Additive Views vs. Subtractive Views

Common Problem: When I place an electrical fixture or other family category it pops up automatically in other views I would rather not see it in.

Reason: In the default Revit tempate almost every category is unnecessarily turned on in all views so the same family shows up everywhere.

Solution: Create Additive Views instead of Subtractive Views for family categories that are only used in one or two views. By that I mean, start with most family categories turned off in your new view's visibility/graphics and gradually add the categories that you want to see.

Extra Tip: If you want future new views to be additive by default, create a view template. Then, when you apply the template to a view, check the option that reads "Apply automatically to new views of the same type."

Wednesday, August 19, 2009

The Project That Almost Could

I feel a duty to report our failures as well as well as our successes over the course of our Revit implementation. We currently have 4 Revit projects under construction, but not all of our projects made it through the CD phase. We have one model that was started in Revit before we knew any of the challenges of Revit.

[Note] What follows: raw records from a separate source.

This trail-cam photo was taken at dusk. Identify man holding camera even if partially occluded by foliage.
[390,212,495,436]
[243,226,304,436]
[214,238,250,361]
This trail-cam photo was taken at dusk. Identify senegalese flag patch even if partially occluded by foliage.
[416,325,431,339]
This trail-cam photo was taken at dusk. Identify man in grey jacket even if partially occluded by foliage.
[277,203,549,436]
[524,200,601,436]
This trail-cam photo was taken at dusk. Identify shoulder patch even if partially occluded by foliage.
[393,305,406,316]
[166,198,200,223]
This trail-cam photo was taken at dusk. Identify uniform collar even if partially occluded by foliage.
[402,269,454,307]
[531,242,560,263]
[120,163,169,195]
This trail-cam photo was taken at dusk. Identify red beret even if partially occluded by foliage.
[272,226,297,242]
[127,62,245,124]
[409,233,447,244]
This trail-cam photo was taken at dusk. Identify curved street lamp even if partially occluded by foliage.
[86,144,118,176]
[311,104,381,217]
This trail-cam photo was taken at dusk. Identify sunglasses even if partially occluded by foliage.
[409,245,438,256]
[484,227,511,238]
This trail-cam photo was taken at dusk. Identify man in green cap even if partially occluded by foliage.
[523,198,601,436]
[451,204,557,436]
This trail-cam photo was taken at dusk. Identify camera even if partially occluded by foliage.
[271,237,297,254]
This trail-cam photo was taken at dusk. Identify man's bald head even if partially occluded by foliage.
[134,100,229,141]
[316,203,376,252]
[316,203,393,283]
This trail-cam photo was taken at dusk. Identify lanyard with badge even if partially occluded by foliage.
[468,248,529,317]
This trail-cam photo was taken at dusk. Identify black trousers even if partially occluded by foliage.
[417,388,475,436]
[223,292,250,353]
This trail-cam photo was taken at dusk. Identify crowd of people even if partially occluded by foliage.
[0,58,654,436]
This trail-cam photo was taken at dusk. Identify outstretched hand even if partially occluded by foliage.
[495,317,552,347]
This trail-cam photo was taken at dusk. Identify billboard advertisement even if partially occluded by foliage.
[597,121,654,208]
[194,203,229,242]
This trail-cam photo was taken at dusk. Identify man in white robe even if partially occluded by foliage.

The project is an existing 30,000 square foot custom residence built in the 1920's. The task was to demolish a 1980's addition, restoring the building to it's original design, and then adding our own additions.

This project isn't as organic as Gaudi, but it did have a lot of organic characteristics. To add to the complexity, the as-built drawings we had on file were not accurate to the true construction of the existing structure because the original architect had improvised the design during construction.
Here are some of the characteristics of this project that made it quite difficult to model:
  • undulating cavity walls that would often not clean up in Revit
  • uniquely chamfered surrounds at windows and doors around every corner
  • 3 phases with a lot of partial wall, roof, floor, and ceiling demos
  • hand crafted and highly detailed vaulted ceiling designs
30,000 square feet of this added up to a project that was taking too long to model in Revit. The model is not clean enough to develop construction documents.

Tuesday, August 18, 2009


Brandon Pike has started a new blog called BIMtionary. His posts include tiers of BIM Implementation and a Revit Implementation Checklist. I look forward to his future posts.